By Janelle Mallett, Knee1/Body1 Staff
Doctors performing knee replacement surgery may soon have a new tool at their disposal. Recent tests involving robotic surgical assistants indicate that the future of accurate and error-free surgery rests in developing these machines to provide patients the best treatment available.
On March 28th this year Integrated Surgical Systems, Inc. (ISS) in Davis, California announced its completion of the first worldwide Robotic Total Knee Arthroplasty (TKA) with its newly developed Robodoc Surgical Assistant System. The surgery performed in a German Hospital in Frankfurt was so successful that the patient recovered with no complications. Miraculously, the total time of the robotic surgery matched that of conventional knee surgery.
ISS was also first to perform the Robot Assisted Total Hip Arthroplasty (THA). The company develops software packages for other robot surgical applications and specializes in neurological and orthopedic surgical applications of robot technology.
Currently more and more models that require minimal input from surgeons are in developmental stages. Mechanical engineer Dr.
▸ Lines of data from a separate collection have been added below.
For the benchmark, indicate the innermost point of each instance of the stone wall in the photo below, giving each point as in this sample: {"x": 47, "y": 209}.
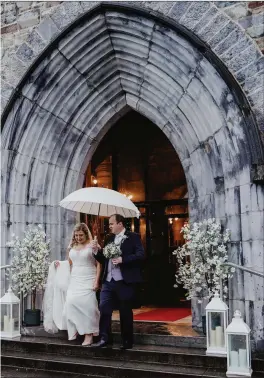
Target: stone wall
{"x": 28, "y": 26}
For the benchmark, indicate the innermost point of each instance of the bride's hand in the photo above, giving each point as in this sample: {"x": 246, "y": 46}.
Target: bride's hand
{"x": 96, "y": 286}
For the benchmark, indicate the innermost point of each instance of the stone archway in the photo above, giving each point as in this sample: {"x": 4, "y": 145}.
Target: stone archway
{"x": 110, "y": 60}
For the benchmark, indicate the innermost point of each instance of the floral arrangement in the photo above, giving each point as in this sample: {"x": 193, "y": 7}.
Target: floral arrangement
{"x": 200, "y": 259}
{"x": 112, "y": 251}
{"x": 30, "y": 264}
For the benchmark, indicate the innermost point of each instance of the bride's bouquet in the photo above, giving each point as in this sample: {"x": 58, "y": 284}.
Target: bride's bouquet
{"x": 112, "y": 251}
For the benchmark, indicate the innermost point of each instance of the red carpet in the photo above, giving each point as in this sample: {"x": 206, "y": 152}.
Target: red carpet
{"x": 164, "y": 314}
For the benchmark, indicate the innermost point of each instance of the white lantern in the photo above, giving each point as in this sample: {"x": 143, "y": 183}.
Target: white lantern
{"x": 10, "y": 315}
{"x": 238, "y": 348}
{"x": 216, "y": 323}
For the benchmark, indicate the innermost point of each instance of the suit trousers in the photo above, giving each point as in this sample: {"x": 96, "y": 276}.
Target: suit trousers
{"x": 121, "y": 294}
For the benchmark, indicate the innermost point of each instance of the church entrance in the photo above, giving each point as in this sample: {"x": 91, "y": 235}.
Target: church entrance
{"x": 137, "y": 159}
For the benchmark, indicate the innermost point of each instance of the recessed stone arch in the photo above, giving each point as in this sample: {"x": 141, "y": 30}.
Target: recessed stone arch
{"x": 110, "y": 60}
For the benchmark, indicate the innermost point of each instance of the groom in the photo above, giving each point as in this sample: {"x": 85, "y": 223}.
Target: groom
{"x": 120, "y": 276}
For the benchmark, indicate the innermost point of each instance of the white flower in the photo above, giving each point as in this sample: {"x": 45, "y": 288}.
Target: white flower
{"x": 111, "y": 251}
{"x": 29, "y": 266}
{"x": 207, "y": 248}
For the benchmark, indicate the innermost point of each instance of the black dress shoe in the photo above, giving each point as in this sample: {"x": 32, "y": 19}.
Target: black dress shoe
{"x": 101, "y": 344}
{"x": 126, "y": 346}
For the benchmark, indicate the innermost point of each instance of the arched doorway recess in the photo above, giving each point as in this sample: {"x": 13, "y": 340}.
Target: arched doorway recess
{"x": 137, "y": 159}
{"x": 112, "y": 60}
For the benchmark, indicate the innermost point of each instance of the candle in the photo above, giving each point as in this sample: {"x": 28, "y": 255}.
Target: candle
{"x": 213, "y": 337}
{"x": 234, "y": 359}
{"x": 219, "y": 335}
{"x": 242, "y": 356}
{"x": 6, "y": 323}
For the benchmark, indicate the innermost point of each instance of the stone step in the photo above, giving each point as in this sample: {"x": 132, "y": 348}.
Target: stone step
{"x": 144, "y": 334}
{"x": 18, "y": 372}
{"x": 150, "y": 354}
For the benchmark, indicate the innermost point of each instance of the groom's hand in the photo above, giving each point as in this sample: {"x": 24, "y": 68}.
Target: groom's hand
{"x": 117, "y": 260}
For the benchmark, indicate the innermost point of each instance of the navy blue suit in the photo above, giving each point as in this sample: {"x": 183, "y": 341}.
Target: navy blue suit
{"x": 121, "y": 292}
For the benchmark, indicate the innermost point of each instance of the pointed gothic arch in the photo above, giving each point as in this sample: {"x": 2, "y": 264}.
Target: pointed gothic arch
{"x": 119, "y": 57}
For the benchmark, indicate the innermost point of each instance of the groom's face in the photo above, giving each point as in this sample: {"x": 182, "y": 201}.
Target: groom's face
{"x": 115, "y": 227}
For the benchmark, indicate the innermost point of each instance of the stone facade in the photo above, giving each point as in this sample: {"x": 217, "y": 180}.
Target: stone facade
{"x": 206, "y": 95}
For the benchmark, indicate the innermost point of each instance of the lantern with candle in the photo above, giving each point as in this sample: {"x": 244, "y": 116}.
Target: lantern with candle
{"x": 238, "y": 348}
{"x": 216, "y": 323}
{"x": 10, "y": 315}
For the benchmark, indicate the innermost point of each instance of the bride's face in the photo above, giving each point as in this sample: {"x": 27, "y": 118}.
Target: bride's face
{"x": 80, "y": 237}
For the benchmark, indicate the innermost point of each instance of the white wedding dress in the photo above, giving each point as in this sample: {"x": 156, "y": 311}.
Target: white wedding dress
{"x": 81, "y": 307}
{"x": 69, "y": 301}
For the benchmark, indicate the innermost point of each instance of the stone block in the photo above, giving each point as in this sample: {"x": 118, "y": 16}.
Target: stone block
{"x": 163, "y": 7}
{"x": 260, "y": 43}
{"x": 194, "y": 14}
{"x": 9, "y": 28}
{"x": 223, "y": 33}
{"x": 256, "y": 30}
{"x": 4, "y": 102}
{"x": 10, "y": 18}
{"x": 47, "y": 29}
{"x": 27, "y": 19}
{"x": 65, "y": 13}
{"x": 253, "y": 20}
{"x": 224, "y": 4}
{"x": 256, "y": 98}
{"x": 254, "y": 83}
{"x": 87, "y": 5}
{"x": 179, "y": 9}
{"x": 25, "y": 53}
{"x": 10, "y": 6}
{"x": 237, "y": 11}
{"x": 35, "y": 41}
{"x": 234, "y": 225}
{"x": 6, "y": 89}
{"x": 12, "y": 68}
{"x": 257, "y": 197}
{"x": 250, "y": 70}
{"x": 23, "y": 5}
{"x": 220, "y": 205}
{"x": 236, "y": 37}
{"x": 252, "y": 225}
{"x": 255, "y": 4}
{"x": 245, "y": 198}
{"x": 246, "y": 57}
{"x": 208, "y": 16}
{"x": 232, "y": 201}
{"x": 237, "y": 288}
{"x": 235, "y": 50}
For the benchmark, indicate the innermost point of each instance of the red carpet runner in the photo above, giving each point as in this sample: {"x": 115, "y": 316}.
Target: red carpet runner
{"x": 164, "y": 314}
Moshe Shoham of the Technion-Israel Institute of Technology recently developed a mini-robot that simply requires input of the operation site coordinates. The robot is then able to perform surgery without any other assistance. Surgeons can opt to intervene by controlling the robot with a joystick during the surgery.
What is most intriguing is that this robot has the potential to perform knee replacement surgery as well as other operations involving the spine, brain, ear and nose. Scientists are testing this mini-robot in a variety of applications.
When robotic surgery has been shown to be so accurate and so versatile, the possibilities in improved surgery are endless.